Mortgages make up more than 10 percent of Wells Fargo's revenues, and equity research firm Trefis estimates earnings from mortgage servicing contributes to determining 20.6 percent of the firm's share price, the largest component.
The upside view
"We expect mortgage refinance activity to remain elevated throughout the first half of 2012 and mortgage purchase volume to rebound in the latter half. As long as origination margins remain wide, mortgage origination fees should remain above $2 billion per quarter," Marty Mosby, an analyst at Guggenheim Securities, wrote in a note to clients, making the bull case for Wells Fargo.
"Additionally, WFC's mortgage servicing hedging should start to perform better as interest rates stabilize and the yield curve begins to steepen," he added.
Further adding to the upside view, the implementation of a new federal government program to help homeowners who owe more on their mortgages than the notional value of their homes -- a second installment of the Home Affordable Modification Program for "underwater" homeowners -- went into effect in the quarter. Optimists believe the program could turn many delinquent loans into current ones, and at least some data seems to support that theory. On April 9, the company noted it was conducting slightly over 7,000 modifications per month.
Fixed-income traders seem to believe the company is on increasingly solid financial footing and have driven down the cost of insuring Wells Fargo's bonds to lows not seen since May of last year.
The "Greatest Risk"
But not everyone sees the Wells Fargo mortgage business as totally rosy.
For one thing, Wells Fargo stands out as being one of the few banks on the Street that has not reduced the percentage of its loan book serviced by third-party originators (TPO), a worrisome sign as loans made by non-bank agents historically perform worse than other mortgages.
"TPO concentration varies significantly across servicers. Among the large lenders, Chase and Bank of America have scaled back their TPO operations while Wells has maintained theirs," Ajay Rajadhyaksha, an analyst at Barclays Capital, wrote in a recent research report.
Observers note that the high level of outside origination is occurring because the bank has been unable to keep up with recent growth in demand for its mortgage services. And while growth is generally a good thing, even optimists have pointed out there is a real possibility bank management will tap on the brakes in this particular business segment, making sure the institution is able to absorb it more smoothly.
"The greatest risk is if management holds earnings growth back in order to set up a consistent future growth trend," Guggenheim's Mosby writes.

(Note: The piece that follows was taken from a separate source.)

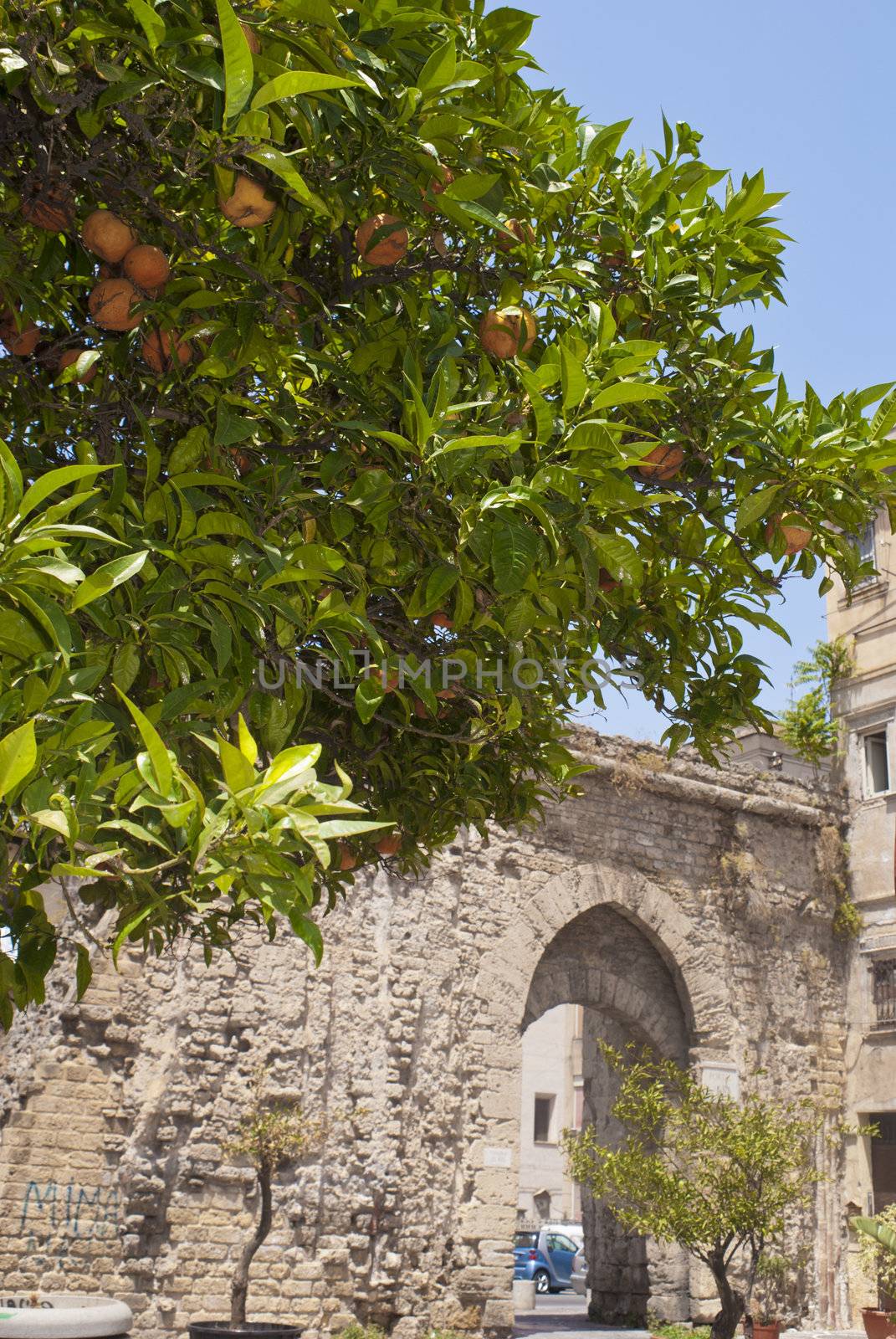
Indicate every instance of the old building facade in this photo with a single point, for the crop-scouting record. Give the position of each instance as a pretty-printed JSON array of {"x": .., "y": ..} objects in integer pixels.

Capital, Wachovia and other factors
Outside of mortgages, most of the other factors that could affect Wells Fargo's financial results are wildcards that the market sees mostly as having upside.
Efficiency gains as the bank continues to integrate units acquired during the late-2008 shotgun wedding with Wachovia Securities.
There could also be efficiency gains from the fact that Wells Fargo, unlike some of its large bank peers, is not looking between the sofa cushions to satisfy regulatory requirements for capital levels, meaning it has more spare cash to invest in the business.
"We estimate that WFC will reach Basel III minimums by yearend 2012 without much need for mitigation and will get there through earnings power," Moshe Orenbuch of Credit Suisse wrote in an early April note, contrasting that timeline to that of most other large banks, which stretch beyond 2013.
The long and short of it
A handful of analysts have upgraded price targets for shares of Wells Fargo in the past week, citing both optimistic expectations for earnings plus an imminent and substantial stock buyback program.
Such expectations contrast with a longer-term outlook that includes worrisome headlines of the company being investigated or sued by various governmental entities and advocacy groups for its mortgage- and foreclosure-related practices. Further, Wells Fargo could face earnings volatility as it extends its global footprint.
Analyst advice, whether from bullish or bearish perspectives, on Wells Fargo shares boils down to two phrases. The long of it: Be careful. The short of it: Buy.